Choose the right shoes
You want footwear that not only protects you from the impact, but provides grip too. Select a pair of kicks that has ample cushioning and underfoot protection from pointy rocks. This will reduce soreness and increases your confidence. You want something that you don’t move around in, and feels firm around your foot. In road running you can get away with it if they’re slightly too big or small, however this is certainly not the case in steep mountain races. The downhills will expose any irregularities and your toes will get brutalised if your shoes are poor fitting. Finally, the tread needs to be more aggressive than road shoes, hence trail specific footwear is advised. Good grip provides confidence and stability, both of which you’ll need plenty of.
Practice makes perfect
The more time you spend honing your descending skills, the better. It really is a skill that takes years of practice to master. In training you should vary the type of terrain you do it on. Mix up the short and super steep stuff, with longer, more gradual slopes. Same goes for variety in terms of technical downhills and more runnable terrain. It’s also something you need to keep refreshing. Just because you did plenty of downhill running six months ago doesn’t mean you’ll still be a descending Jedi.
Confidence in your ability goes a long way to performing the task well, and also avoiding accidents. If you hesitate, you’ll brake, which loads the quads, loses your momentum and can result in slipping….which could lead to you breaking.

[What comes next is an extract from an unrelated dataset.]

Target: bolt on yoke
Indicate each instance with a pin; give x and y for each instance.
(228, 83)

If you practice enough, then with that will come self-belief and in turn, better technique.
Choose your lines
Like a cyclist descending Mont Ventoux in the Tour de France, you have to choose the best line to run when striding downhill. Generally speaking, look for the most natural and obvious route that those before you have run. Typically it’s going to be more well worn and firmer underfoot. You need to occasionally look far enough ahead to know what’s coming in the next 5 to 10 seconds, but primarily concentrate on where you’re placing your feet. It’s important to always focus on where you want to be not where you don’t want to be. By this I mean, always look at the line you want to run and not at the cliff on the other side. This is a technique skiers and mountain bikers use. Similar to how cars corner, try to enter bends wide, hug the inside of the curve and then accelerate on departure, holding a slightly wider line.
One final piece of advice: don’t get sucked into other peoples pace or route. Always concentrate on yourself and never feel pressured to run as fast or slow as those around you.